Маятник ходил во все стороны, выписывал спирали и восьмёрки, и невозможно было его унять.
«Она в Швейцарии?»
«Нет».
Задрожали руки.
«Она в рейхе?»
«Да». Да!
Она жива, она в опасности? Да, да, да — или это дрожь рук передаётся тонкой нити? Штернберг сжал кольцо в кулаке. Никогда прежде на него не накатывало столь неприкрытое желание убивать: просто пойти размозжить кому-нибудь голову за то, что всё так чудовищно, никчёмно, вкривь и вкось. Хотя нет, не кому-нибудь вообще — а Мюллеру, Шрамму и прочим. Всем этим. Таким же, как он сам.
Штернберг заставил себя успокоиться.
«Она в опасности?»
На сей раз маятник не ответил ничего определённого, но слабое покачивание скорее смахивало на «нет».

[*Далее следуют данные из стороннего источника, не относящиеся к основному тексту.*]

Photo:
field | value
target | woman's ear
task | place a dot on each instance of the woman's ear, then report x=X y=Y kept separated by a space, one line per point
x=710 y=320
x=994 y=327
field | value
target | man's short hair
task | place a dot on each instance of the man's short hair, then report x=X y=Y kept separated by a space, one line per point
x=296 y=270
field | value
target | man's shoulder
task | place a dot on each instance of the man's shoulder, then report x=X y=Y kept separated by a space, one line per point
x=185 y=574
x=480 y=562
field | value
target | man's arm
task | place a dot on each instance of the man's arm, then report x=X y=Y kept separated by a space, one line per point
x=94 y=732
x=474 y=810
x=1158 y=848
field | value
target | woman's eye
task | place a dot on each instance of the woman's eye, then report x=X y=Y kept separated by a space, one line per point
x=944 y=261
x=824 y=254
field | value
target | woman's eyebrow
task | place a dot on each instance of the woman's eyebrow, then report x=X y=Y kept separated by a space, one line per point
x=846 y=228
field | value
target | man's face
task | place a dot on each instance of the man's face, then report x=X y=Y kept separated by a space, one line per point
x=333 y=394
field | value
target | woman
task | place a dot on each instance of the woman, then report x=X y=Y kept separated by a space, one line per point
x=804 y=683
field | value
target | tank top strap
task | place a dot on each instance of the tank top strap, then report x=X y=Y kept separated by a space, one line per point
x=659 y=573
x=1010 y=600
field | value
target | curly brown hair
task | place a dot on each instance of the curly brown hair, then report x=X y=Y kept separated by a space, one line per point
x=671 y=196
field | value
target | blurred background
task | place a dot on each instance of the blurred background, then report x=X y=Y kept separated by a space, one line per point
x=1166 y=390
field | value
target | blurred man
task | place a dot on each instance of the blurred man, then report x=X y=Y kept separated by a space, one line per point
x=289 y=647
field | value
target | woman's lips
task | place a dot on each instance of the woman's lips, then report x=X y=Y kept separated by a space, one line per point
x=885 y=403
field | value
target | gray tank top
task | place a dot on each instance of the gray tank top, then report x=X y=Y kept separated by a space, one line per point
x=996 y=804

Пол содрогнулся от далёких ударов: бомбардировщики прибыли выполнять свою будничную работу — перемалывать Берлин в горы битого кирпича и камня. Штернберг неотрывно смотрел на перстень в ладони, но не видел ничего. Он-то надеялся, что соседнее государство послужит надёжным сейфом, куда можно спрятать всё самое ценное. Вот и её он постарался спрятать там же — свою совесть, свою боль, свою счастливую ошибку и единственную надежду, которую не погребли обломки тех пустотелых колоссов, что когда-то представлялись ему высшей целью и нерушимым долгом. Её звали Дана Заленская, и была она узницей концлагеря Равенсбрюк, а потом по прихоти Штернберга — точнее, оберштурмбанфюрера, — курсанткой в эсэсовской школе для сенситивов, ведь она оказалась дьявольски талантлива, эта дикая девчонка, к тому же со своей звериной ненавистью к немцам она могла послужить «идеальным материалом» для опытов по корректировке человеческого сознания. И злость в её глазах постепенно таяла. Живая игрушка, прирученный зверёныш — до поры до времени она его просто забавляла. Но однажды Штернберг понял, что откорректировал сознание вовсе не ей, а себе, потому что раньше он, телепат, заочно проживал тысячи чужих жизней, брезгливо пролистывал их, не интересуясь толком ни одной, и вдруг понял, что не может существовать без этой, единственной. Сколько стоит жизнь заключённой №110877? Для рейха — несколько марок, для Штернберга — много больше, чем собственная жизнь. Глупость с его стороны? Возможно. Но вот всё, всё теперь — развалины и тлен, а это — как сияющий шпиль, единственный ориентир на пустом горизонте.